My Space for Creative Flow

For me, like for many artists, my studio is my special place. It is where I love to be. It is organized because I don’t want to disrupt my creative flow as I look for my tools for production and yet, very quickly, it becomes disorganized because painting is messy. I am continually having to adjust my studio to the art on which I am currently working. Even though at times, my space seems insufficient and that can be a challenge, it has wonderful, natural light.

Large areas in themselves, do not make me want to create more if the space is dark, dismal and uninviting. For me, bleakness is a creativity cruncher. In THE WORLD OF GLIMPSE, I described the gloomy world of the Drooma of Sooma Sooma as opposed to the luminous one of the Glimpsibles of Glimpse:

Sooma Sooma was the junk dump of Infinity.
Whatever was discarded from anywhere,
Whatever was
could be found in Sooma Sooma:
the worst of everything…
and the worst of ideas.

If you have good ideas and you don’t have a place in which to explore them, it can be frustrating:

“There might be a place inside your head where ideas dwell, but having nowhere to bring these to fruition is a hunch cruncher. Most creative people need a space, however small, to be their own and to use in their own way. Many people don’t have this because of persistent realities such as financial restrictions that often mean too many people share the same space.” (HAVE YOU EVER HAD A HUNCH? The Importance of Creative Thinking)

A Place and a Space

A home might have many inhabitants, each with their own needs. It becomes difficult for people in such situations to find a corner in which to be alone. Even if they find the physical space, the sounds of others continually break their solitude. Sometimes, the physical space is owned by others and therefore under someone else’s control. Sometimes, even their emotional space is invaded. In an environment that is hostile or excessively regulated, it is difficult to be creative.

The space in which we create, needs to be what Silvano Arieti calls creativogenic. Some people need sunshine. Warmth and brightness enhance their creativity. Others prefer cool weather. A person can waste creative energy, however, searching for that perfect climate, that perfect place or that perfect solitude. Compromise is necessary. In terms of space, something very modest might do, simply a corner of a table in a kitchen or a worktop in a shed. Ear-plugs might help. Whatever you choose, or whatever you have to settle for, you can only hope that it will complement you and allow for the aloneness you require.

In Search of the Perfect Place

Some people though, insist that a room must have the right feel if their creativity is to be unleashed. Writer Margaret Atwood wrote that she knows someone “who feels he has to change locale for every new novel he begins. He believes that each place—each room or writing space— contains only a finite amount of energy, and that the act of writing sucks it out of the air like a vacuum cleaner, onto his pages.”

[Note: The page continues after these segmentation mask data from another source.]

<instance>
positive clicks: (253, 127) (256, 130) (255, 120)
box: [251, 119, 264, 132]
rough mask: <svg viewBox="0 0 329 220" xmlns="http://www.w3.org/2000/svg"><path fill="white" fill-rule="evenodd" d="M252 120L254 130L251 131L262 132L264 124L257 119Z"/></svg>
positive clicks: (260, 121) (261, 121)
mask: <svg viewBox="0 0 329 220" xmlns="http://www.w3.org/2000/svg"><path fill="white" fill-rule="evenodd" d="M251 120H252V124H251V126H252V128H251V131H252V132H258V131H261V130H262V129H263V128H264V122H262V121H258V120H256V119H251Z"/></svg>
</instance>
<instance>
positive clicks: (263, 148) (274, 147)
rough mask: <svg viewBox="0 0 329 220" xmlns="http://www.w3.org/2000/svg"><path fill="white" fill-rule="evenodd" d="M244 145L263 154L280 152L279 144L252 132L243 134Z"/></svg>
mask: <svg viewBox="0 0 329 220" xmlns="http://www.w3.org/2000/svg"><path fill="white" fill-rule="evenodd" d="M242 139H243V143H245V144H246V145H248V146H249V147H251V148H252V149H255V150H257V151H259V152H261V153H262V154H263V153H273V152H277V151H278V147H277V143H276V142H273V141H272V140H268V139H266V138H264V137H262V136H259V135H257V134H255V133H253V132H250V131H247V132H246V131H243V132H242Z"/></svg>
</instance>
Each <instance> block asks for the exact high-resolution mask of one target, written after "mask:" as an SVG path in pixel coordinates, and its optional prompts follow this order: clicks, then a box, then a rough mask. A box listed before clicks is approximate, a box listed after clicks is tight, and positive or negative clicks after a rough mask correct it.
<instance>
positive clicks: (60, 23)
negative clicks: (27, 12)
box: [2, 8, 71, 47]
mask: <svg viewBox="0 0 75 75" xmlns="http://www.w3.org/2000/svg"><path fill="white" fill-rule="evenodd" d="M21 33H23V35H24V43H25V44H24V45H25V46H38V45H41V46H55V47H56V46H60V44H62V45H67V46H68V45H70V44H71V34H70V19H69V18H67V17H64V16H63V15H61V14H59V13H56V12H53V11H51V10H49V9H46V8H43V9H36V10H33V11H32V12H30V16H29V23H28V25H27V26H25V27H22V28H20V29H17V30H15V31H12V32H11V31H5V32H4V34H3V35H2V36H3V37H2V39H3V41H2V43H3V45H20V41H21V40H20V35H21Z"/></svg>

Raymond Carver would write in his upstairs study. “For many years,” he said, “I worked at the kitchen table, or in a library carrel, or else out of my car. This room of my own is luxury and a necessity now.”

Vladimir Nabokov was contented with “a first-rate college library with a comfortable campus around it.” Margaret Walker sometimes found the bathroom to be “the only quiet and private place” where she could write. “That was the only room where the door could be locked and no one would intrude,” she said.

E.B. White said that “a writer who waits for ideal conditions under which to work will die without putting a word on paper.”

No Perfect Place?

More important than finding that ideal space is finding what is inside your head, understanding your emotions and following your hunches. More important than the ideal space is spending time alone with yourself. But of course, how nice it is to discover what is inside your head in an ideal place that sparks your creativity!